The generosity of Moroccans is clear. Our hosts mother decided that she would cook traditional couscous with mint tea and other Moroccan sides because she wanted us to experience authentic Moroccan cooking. Eating at a table in Morocco is a little different from the States. We sat on the floor on some cushions and the table was pretty low. Everybody shared what was on the table, a communal experience.
We were also brought to the Menara Gardens, located near the airport. They offer great views of the Atlas mountains on a clear day but to me it felt more like a pavilion with a square of water in the middle. There was a legend that this is where a Sultan drowned some guests he had over but who knows if that is true. I didn’t find it too exciting but there were some highlights like olive trees, and historic buildings.
We then went to the souks and believe me, you need to draw some cash before you enter. Preferably get smaller denominations at a bank so you can barter properly with the shop owners. And you will need to barter and do it properly. The first price they offer is usually too high and you’re expected to counter offer with a lower bid. You’ll meet in the middle with them.
I ended up getting a camel bag, scarves, tea sets and Moroccan glassware. It was a lot when I think about it but I believe I got a great deal on all of them; partly because I knew some French and I also because I wasn’t willing to take anything that was deemed too high. The souks sale all types of foods, spices, lots of tacky crap but also lots of authentic Moroccan things that you would never find anywhere else. Go in and take a lap before you commit in buying anything.
They will try to get you to buy anything. It’s polite to say no and keep walking or just the usual “just looking.” They won’t back down so you just keep moving along until something spots your eyes. They will also invite you into their stores but sometimes it’s not a good idea since they will try to keep you there as long as possible. It’s all part of the experience so there is no need to become flustered. Men usually get a better deal (sorry ladies) but that is just how the society operates.
Our group also experienced doing non touristy things like talking to a Moroccan classroom. I happened to be chosen to talk about dating rituals back in the States. Openly gay when I wondered what I would say if they asked me about my dating life back in the States. They actually did and I answered that I was gay, which some of them knew, and they didn’t respond horribly at all.
Perhaps some were surprised and I was surprised that they were even asking the question but most took it well. Morocco is a socially liberal for being a Muslim country but it’s sad to say that the majority don’t support gays and gay acts are still an offense.

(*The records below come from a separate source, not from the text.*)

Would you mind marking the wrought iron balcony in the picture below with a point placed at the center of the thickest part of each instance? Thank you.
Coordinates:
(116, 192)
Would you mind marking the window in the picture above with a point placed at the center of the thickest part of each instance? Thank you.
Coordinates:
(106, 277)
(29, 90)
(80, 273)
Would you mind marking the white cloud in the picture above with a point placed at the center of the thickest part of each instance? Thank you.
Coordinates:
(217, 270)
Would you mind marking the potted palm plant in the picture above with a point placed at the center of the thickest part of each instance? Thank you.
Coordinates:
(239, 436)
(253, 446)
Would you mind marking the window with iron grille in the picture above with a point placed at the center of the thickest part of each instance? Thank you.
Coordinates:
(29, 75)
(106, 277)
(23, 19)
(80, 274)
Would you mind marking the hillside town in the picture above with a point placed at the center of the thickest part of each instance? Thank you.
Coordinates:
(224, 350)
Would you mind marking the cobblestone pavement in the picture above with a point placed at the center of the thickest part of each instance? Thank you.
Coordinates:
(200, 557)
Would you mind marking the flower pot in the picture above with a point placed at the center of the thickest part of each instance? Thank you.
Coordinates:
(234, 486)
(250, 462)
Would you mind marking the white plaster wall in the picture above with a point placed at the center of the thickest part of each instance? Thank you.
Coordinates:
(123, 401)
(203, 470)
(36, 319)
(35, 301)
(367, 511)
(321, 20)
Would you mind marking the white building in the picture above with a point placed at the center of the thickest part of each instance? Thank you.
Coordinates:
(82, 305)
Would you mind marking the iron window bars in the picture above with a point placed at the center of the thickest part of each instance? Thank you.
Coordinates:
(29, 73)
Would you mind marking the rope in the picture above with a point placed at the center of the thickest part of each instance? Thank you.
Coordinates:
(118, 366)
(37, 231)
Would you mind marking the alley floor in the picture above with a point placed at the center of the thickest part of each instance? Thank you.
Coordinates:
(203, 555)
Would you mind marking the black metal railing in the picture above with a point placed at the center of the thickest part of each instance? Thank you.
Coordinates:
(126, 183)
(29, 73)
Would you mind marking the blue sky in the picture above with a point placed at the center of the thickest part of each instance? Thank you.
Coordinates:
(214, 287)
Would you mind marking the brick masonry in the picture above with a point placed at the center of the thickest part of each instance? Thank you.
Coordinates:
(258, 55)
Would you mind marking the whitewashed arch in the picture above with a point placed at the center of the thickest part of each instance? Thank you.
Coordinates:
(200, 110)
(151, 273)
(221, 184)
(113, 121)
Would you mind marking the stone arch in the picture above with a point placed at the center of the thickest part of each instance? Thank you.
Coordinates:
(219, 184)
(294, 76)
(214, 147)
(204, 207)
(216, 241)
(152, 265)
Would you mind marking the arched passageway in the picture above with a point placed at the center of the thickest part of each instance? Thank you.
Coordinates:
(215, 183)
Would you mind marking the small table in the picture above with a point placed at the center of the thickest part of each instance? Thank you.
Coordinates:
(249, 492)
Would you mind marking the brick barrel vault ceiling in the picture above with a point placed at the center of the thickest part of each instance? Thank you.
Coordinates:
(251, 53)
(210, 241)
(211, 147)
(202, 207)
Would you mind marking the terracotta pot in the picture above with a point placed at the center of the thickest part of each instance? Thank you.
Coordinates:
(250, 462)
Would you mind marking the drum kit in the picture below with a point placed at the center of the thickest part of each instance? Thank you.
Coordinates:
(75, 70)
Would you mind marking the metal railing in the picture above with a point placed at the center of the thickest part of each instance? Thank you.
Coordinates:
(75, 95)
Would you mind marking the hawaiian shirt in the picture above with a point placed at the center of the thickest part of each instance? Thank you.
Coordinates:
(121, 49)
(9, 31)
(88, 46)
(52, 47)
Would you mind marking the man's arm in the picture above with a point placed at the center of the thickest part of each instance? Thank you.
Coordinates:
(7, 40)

However I have heard that there is a visible gay minority in Marrakesh but they tread carefully. Morocco is somewhat hypocritical because the youth still date and break other Islāmic laws, yet homosexuality is deemed too sinful.
However, Morocco is a great travel destination that has just the right amount of exotic allure with the pleasantries of the western world. Its unexpected yet expected all at the same time. The people speak both Arabic and French, they are somewhat sexist and pushy yet one of the most liberal Muslim countries. The colors of Morocco are stunning which is reason enough to pack your backs. If you’re hesitating about traveling to Morocco, don’t. It’s a truly remarkable place and I can’t wait to discover more of its cities.